Part of the book series: Springer Series in Materials Science ((SSMATERIALS,volume 130))

Summary

Matrix-assisted pulsed laser evaporation (MAPLE) is an evolution of the pulsed laser deposition (PLD) technique. MAPLE preserves the advantages of the PLD technique (versatility, ease of use, high deposition rates) but in addition offers a gentle mechanism to transfer easy-to-decompose materials from the condensed phase into the vapor phase. The material of interest (polymers, biological cells, proteins, etc.) is diluted in a volatile, noninteracting (even under laser irradiation) solvent with a typical concentration of a few weight percent and frozen at the liquid nitrogen temperature.
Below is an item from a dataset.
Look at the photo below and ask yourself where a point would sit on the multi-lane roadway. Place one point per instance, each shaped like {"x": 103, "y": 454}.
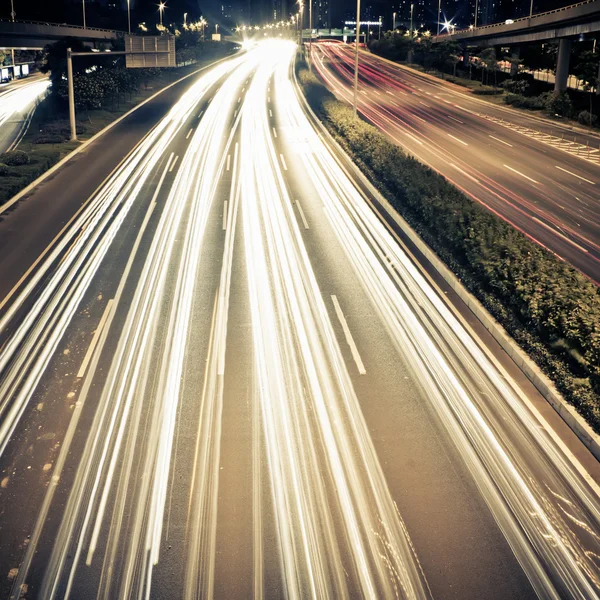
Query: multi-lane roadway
{"x": 539, "y": 176}
{"x": 226, "y": 378}
{"x": 18, "y": 100}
The frozen target is irradiated with a pulsed laser beam, whose energy is principally absorbed by the solvent and converted into thermal energy, allowing the solvent to vaporize. The molecules of the material of interest receive enough kinetic energy through collective collisions with the evaporating solvent to be transferred in the gas phase and finally deposited on a suitable substrate. Here, important results of MAPLE deposition of polymers are illustrated, and a novel application is presented: MAPLE deposition of nanoparticles and nanoparticle films. Finally, fundamentals of the MAPLE mechanism are discussed.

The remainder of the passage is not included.